One hundred and one patients (mean age 33·3 years) with features suggestive of CHIKV infection and positive for either IgM ELISA or RT-PCR were enrolled in the present study. Another 104 samples were obtained from apparently healthy subjects (mean age 31·6 years) who did not have any clinical features of CHIKV infection. Healthy controls who were negative for IgG antibodies against CHIKV and reported no symptoms were included in the study. Both Patients and Controls were living in the same geographical location and belonged to mixed ethnic groups.
Serology
Presence of anti-CHIKV IgM/anti-DENG antibody was tested by an IgM capture ELISA developed by National Institute of Virology, Pune, India.13 Healthy control samples were screened for the presence of IgG antibodies against CHIKV by NovaLisa™ (chikungunya virus IgG capture ELISA Nova Tec Immundiagnostica GmbH, Germany). The ELISA was performed and results were interpreted as per the manufacturer's instructions. As Rangat is known to be an endemic area for leptospirosis31 all the samples were tested for anti-leptospiral antibodies by using an in-house developed Latex agglutination test at Regional Medical Research Centre.
RNA extraction and RT-PCR
RNA was extracted from 140-µl ELISA-negative samples using a QIAamp Viral RNA Minikit (Qiagen, Inc., Valencia, CA) following the manufacturer's instructions. A high-capacity cDNA reverse transcription kit (Applied Bio-systems, Foster City, CA) was used following the manufacturer's instructions. Previously published32 primer sets were selected to amplify the non-structural protein 1 (NSP1) and envelope glycoprotein 1 (E1) genomic regions of the CHIKV genome. The PCR was carried out following a Taq polymerase activation step of 94° for 2 min, 40 cycles of PCR (94° for 60 seconds, 55° for 60 seconds, and 72° for 2 min for each cycle), and a final extension at 72° for 10 min. Amplified PCR products were electrophoresed in 1% agarose gel to confirm the presence of the expected bands of the genes nsP1 and E1 with sizes of 354 and 294 bp, respectively.

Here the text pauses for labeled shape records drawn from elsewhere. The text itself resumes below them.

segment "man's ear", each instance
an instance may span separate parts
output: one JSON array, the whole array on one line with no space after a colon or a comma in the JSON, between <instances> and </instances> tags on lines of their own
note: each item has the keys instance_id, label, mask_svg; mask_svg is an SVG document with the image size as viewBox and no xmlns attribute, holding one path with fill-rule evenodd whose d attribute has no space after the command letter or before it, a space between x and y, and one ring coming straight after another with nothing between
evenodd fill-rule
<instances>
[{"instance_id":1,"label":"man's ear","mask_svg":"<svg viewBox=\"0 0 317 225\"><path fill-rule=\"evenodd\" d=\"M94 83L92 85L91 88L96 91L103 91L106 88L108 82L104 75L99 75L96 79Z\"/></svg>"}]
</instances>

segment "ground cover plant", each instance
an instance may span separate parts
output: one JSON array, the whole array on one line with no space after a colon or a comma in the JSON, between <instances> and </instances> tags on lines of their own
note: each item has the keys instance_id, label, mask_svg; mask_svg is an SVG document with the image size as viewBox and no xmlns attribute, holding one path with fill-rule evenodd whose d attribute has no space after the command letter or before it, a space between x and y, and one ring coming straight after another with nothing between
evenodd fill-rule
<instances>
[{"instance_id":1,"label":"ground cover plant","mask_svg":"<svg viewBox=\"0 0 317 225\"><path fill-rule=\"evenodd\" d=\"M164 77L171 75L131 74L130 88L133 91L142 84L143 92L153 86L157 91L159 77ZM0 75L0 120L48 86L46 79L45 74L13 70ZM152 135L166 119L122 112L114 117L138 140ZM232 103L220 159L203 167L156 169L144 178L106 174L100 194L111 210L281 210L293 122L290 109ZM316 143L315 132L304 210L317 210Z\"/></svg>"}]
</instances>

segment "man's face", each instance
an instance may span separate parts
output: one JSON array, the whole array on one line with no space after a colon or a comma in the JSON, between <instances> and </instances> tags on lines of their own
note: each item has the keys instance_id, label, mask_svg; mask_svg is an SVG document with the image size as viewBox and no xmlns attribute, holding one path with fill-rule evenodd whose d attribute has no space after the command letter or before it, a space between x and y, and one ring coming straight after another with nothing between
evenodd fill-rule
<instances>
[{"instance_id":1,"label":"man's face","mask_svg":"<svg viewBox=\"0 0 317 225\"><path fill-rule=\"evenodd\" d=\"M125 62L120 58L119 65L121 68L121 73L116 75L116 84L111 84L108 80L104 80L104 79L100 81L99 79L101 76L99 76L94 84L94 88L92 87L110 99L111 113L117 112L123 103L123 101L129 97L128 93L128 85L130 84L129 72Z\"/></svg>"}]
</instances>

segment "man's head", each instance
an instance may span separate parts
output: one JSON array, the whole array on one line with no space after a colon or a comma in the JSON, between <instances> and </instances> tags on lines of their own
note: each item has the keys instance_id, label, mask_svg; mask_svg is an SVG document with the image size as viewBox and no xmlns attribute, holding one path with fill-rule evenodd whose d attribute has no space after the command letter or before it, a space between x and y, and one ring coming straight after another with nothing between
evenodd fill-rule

DNA extraction and HLA typing
DNA was extracted from anti-coagulated blood samples from the patients and healthy controls using the QIAamp DNA blood Midi Kit (Qiagen, Manchester, UK) following manufacturer's instructions. DNA was eluted in 300 µl elution buffer. Genotyping of HLA class II (DRB1 and DQB1) alleles was performed as previously described using PCR with sequence-specific primers (PCR-SSP) described in refs 33,34 and 33,34, respectively. All healthy control samples were processed (n = 104) for both DRB1 and DQB1 typing and 101 patient samples were used for DRB1 typing, whereas only 94 patient samples were available for DQ typing.
Each primer mix contained the specific primers and a pair of positive internal control primers, primer concentration was optimized. The PCR was carried out in an Applied Bio-systems AB 2720 Thermal cycler. The amplified PCR products were electrophoresed in 2·0% agarose gels, containing 0·5 μg/ml ethidium bromide, and were viewed under UV trans-illuminator. A prototype was considered to be successful when the control amplifications were positive and at least one allele or group was present in each locus.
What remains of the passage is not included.